Originally Posted by
KatG
I disagree. Not about the action aspect. Salvatore writes long, incredibly detailed action scenes. They are his calling card. But about complex character development, he does very well with it. His The Demon Awakens book/series, for instance, has three main characters who go through tremendous transformations, enduring trauma, crises of faith, crippling fears, and radically changing lives and world views. His monk character in that first story is particularly striking, the way Salvatore takes you through each step of someone sheltered who has all illusions stripped away, one by one, and then changed, broken, has to find a new path.
Salvatore isn't what we call a language stylist. He tends more toward straight description than metaphor and complicated sentence structures, though his style has certainly gotten more complex over decades of writing. But his characters go through a great deal of emotional pain and moral dilemma. His writing about a dark elf who had to break from his past was ground-breaking, and still is really.
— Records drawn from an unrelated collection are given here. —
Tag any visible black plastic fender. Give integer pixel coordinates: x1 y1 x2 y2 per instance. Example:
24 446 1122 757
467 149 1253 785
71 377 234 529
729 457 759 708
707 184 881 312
The Crystal Shard, his first novel written long ago, shows many of the problems of first novels, especially in those early days of the category market when getting out interesting stories was seen as more critical than offering them in smooth prose. It's sloppy and could have used a better plot structure, and, as a tie-in book, tries to cover too much ground to help delineate the world that TSR was using for their games. The story takes awhile to get going because of that perhaps, though once you get into, it has sharply drawn relationships, hard choices, lots of kick-butt action and a very amusing, practical demonic villain. It's a story about heroism, which may not be of interest to some and isn't as much of a theme in Salvatore's later work, but it's also a story about the complications of heroism -- and how it sometimes comes from unexpected sources.
It's easy with an author who is deft at action, like Salvatore, Gemmell and others, to miss the emotional undercurrents of all that conflict. But in Salvatore's case, they are quite definitely there, in my opinion. I'd suggest, for those who've tried some of the early works and didn't like them, that they give The Demon Awakens a go. If you can't get into that, then Salvatore might not be an author for you.